Dinheiro do caso Alstom passou por conta 'laranja'

A Polícia Federal (PF) detectou uma conta corrente chamada Orange Internacional no caminho de parte do dinheiro de supostas propinas pagas pela Alstom ao PSDB e ao governo de São Paulo. Mantida por doleiros, ela foi operada por meio do MTB Bank de Nova York. A PF encontrou a conta quando apurava quatro depósitos em 1998 que chegaram a US$ 1,44 milhão (valor atualizado).

BRUNO RIBEIRO, FAUSTO MACEDO E MARCELO GODOY, Agência Estado

15 de agosto de 2013 | 07h41

A descrição da conta está nos depoimentos do lobista Romeu Pinto Junior, aos quais o jornal O Estado de S. Paulo teve acesso. A mesma Orange International (Laranja Internacional, em português) já havia aparecido em investigações da Procuradoria da República em 2004 sobre remessas de divisas a um ex-diretor do Banco do Brasil do governo de Fernando Henrique Cardoso. Além da Orange, a conta Kisser Investiment SA, no Bank Audi de Luxemburgo, teria abrigado remessas da Alstom.

Pinto Junior foi indiciado pela PF no caso. Ele disse que conhecia Robson Marinho, ex-secretário de governo de Mário Covas (1995-2001) e vice-presidente do Tribunal de Contas do Estado, e o vereador tucano e ex-secretário de Energia de São Paulo, Andrea Matarazzo, mas não os acusou de crime.

Matarazzo foi indiciado no caso. Inconformado, repudiou a acusação e disse desconhecer o lobista. Seu advogado, o criminalista Antonio Claudio Mariz de Oliveira, pediu arquivamento do caso. O Estado procurou o advogado de Marinho, Celso Vilardi, mas não o achou. O Diretório Estadual do PSDB informou ser "revoltante" ser acusado com "base em argumentos vazios" e sem provas. A Alstom não se manifestou na quarta-feira, 14.

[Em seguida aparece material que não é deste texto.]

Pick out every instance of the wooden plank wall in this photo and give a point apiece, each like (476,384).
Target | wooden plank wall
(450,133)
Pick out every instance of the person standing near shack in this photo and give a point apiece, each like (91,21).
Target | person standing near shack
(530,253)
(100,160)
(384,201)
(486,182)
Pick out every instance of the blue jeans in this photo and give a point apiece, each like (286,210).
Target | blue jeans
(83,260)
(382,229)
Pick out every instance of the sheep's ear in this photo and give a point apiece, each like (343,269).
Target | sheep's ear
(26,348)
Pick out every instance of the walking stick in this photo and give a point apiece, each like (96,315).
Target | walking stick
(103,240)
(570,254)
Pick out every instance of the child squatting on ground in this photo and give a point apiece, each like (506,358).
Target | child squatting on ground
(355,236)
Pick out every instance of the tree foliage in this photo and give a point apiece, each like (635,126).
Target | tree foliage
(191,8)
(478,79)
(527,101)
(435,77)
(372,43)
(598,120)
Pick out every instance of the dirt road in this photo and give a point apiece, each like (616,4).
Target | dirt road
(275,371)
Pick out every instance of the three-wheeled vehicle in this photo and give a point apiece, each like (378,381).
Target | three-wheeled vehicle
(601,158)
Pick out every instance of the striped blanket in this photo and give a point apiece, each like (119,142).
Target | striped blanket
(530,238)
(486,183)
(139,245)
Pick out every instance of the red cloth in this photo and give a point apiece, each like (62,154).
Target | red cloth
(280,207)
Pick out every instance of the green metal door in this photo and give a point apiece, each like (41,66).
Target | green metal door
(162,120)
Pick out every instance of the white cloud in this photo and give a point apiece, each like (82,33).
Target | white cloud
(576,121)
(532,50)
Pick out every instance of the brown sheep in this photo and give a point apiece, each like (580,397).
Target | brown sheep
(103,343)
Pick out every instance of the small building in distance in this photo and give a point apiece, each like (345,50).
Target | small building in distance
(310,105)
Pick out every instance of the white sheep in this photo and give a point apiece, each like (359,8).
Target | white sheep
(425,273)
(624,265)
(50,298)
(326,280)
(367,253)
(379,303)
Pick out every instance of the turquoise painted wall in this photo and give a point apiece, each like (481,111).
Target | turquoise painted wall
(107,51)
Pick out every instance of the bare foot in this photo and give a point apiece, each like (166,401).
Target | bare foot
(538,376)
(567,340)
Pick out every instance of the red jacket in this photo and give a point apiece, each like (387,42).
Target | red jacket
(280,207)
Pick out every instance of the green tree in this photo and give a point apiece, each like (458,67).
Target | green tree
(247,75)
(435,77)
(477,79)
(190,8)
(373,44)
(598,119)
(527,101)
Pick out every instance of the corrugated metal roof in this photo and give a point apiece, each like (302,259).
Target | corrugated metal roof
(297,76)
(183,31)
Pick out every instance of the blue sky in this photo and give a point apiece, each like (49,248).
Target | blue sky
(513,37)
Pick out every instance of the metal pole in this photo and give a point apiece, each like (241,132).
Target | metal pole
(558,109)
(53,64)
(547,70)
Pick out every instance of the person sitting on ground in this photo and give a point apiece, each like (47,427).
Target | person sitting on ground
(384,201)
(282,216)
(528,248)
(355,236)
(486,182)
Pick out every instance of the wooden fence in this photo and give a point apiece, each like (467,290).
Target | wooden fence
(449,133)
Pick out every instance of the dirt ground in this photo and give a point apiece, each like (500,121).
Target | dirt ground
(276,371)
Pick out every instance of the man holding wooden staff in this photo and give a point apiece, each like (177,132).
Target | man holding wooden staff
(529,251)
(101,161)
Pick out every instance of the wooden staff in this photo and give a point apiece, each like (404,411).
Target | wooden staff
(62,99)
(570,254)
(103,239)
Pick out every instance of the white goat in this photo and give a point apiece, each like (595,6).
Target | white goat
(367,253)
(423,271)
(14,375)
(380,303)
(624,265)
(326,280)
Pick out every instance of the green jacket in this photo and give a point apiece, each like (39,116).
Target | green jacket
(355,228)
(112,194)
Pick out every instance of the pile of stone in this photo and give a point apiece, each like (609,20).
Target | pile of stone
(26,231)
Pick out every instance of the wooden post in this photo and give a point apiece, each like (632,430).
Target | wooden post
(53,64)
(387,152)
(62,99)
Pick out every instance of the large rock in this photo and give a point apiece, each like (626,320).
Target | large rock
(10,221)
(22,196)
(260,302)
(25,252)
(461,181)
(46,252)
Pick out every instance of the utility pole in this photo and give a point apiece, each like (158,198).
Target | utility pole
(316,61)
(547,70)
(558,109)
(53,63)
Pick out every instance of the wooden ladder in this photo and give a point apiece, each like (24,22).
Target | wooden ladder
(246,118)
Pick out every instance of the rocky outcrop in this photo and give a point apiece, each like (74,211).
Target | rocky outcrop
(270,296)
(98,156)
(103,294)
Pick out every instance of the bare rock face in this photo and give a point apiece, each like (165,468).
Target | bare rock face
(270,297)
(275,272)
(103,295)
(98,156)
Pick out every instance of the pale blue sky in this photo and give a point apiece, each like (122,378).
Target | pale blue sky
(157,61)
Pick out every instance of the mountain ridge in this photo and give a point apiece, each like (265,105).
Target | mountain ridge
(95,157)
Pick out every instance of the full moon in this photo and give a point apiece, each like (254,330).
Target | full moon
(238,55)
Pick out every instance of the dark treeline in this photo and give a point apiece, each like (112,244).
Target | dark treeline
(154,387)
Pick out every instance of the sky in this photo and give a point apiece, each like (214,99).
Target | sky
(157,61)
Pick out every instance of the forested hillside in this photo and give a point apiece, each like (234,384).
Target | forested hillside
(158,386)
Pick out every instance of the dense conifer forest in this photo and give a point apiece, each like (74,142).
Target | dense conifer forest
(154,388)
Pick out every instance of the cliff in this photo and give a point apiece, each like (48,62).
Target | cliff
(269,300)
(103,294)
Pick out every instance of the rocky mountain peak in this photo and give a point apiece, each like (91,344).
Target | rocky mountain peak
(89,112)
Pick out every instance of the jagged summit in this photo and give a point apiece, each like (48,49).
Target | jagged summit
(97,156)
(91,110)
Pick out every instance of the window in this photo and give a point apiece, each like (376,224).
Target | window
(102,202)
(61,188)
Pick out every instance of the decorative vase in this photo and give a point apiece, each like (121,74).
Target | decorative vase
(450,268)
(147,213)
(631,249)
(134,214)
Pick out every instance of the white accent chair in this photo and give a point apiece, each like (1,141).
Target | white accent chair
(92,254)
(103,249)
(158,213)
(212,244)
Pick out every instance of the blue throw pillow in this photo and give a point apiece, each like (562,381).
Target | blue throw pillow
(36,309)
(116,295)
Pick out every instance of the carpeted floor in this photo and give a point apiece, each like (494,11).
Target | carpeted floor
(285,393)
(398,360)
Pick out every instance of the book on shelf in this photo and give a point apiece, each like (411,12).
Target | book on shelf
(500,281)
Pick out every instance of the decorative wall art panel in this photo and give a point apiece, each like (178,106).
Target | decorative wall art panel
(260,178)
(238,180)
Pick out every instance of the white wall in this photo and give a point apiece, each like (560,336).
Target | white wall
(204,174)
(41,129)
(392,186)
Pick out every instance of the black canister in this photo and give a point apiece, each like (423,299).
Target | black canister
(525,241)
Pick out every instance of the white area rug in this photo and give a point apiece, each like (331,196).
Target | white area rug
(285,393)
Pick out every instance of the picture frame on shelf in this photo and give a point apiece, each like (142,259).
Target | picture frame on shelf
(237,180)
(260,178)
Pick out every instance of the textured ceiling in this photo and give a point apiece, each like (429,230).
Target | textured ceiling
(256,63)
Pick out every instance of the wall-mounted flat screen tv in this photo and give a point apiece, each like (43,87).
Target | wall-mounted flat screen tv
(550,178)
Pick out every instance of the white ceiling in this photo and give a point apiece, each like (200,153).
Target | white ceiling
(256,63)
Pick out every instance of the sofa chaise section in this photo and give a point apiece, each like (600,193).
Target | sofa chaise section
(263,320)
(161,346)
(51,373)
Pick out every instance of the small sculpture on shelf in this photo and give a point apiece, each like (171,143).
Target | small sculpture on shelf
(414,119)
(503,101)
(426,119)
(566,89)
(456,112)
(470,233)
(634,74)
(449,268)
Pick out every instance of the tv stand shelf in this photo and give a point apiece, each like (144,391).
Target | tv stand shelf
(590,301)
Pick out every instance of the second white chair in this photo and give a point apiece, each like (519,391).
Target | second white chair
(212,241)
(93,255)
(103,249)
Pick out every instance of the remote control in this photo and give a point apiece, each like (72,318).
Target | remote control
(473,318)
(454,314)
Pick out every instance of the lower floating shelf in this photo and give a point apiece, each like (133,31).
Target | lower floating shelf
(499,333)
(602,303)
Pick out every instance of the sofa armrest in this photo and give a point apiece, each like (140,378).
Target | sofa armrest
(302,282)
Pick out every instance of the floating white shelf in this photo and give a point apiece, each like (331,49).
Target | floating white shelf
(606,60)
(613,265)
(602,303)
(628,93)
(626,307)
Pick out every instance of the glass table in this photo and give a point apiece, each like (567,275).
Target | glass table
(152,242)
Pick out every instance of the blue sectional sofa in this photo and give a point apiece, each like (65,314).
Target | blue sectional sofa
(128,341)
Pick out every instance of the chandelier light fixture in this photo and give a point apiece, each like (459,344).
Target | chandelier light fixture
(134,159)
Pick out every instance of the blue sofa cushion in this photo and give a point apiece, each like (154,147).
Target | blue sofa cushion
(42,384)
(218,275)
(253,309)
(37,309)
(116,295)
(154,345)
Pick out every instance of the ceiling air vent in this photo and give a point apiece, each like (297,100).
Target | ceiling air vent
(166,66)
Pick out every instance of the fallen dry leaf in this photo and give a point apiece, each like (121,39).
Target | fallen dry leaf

À PF Pinto Junior revelou que as propinas eram chamadas de "compromisso". O lobista, que se declarou aposentado, afirmou que os executivos franceses Pierre Chazot e Phillipe Jafre lhe ordenavam que entregasse "pacotes de dinheiro" a pessoas que desconhecia. Os pacotes eram levados por motoboys diretamente aos interessados.

Pinto Junior contou que era o procurador da offshore MCA Uruguay e disse que assinou os documentos para abrir contas bancárias da empresa no mesmo Bank Audi, em Luxemburgo, e no UBS, na Suíça. Teria feito isso a pedido de Jafre e de Chazot. Jafre o teria aconselhado a assinar um contrato de consultoria com a Alstom. Por meio dele, a Alstom repassaria 7,5% do valor do projeto Gisel, assinado pela empresa francesa com a então estatal paulista EPTE (ex-Eletropaulo). Para fechar o acordo, a EPTE contratou sem licitação um crédito de R$ 140,6 milhões (valor atual) com o banco francês Société Générale. As informações são do jornal O Estado de S. Paulo.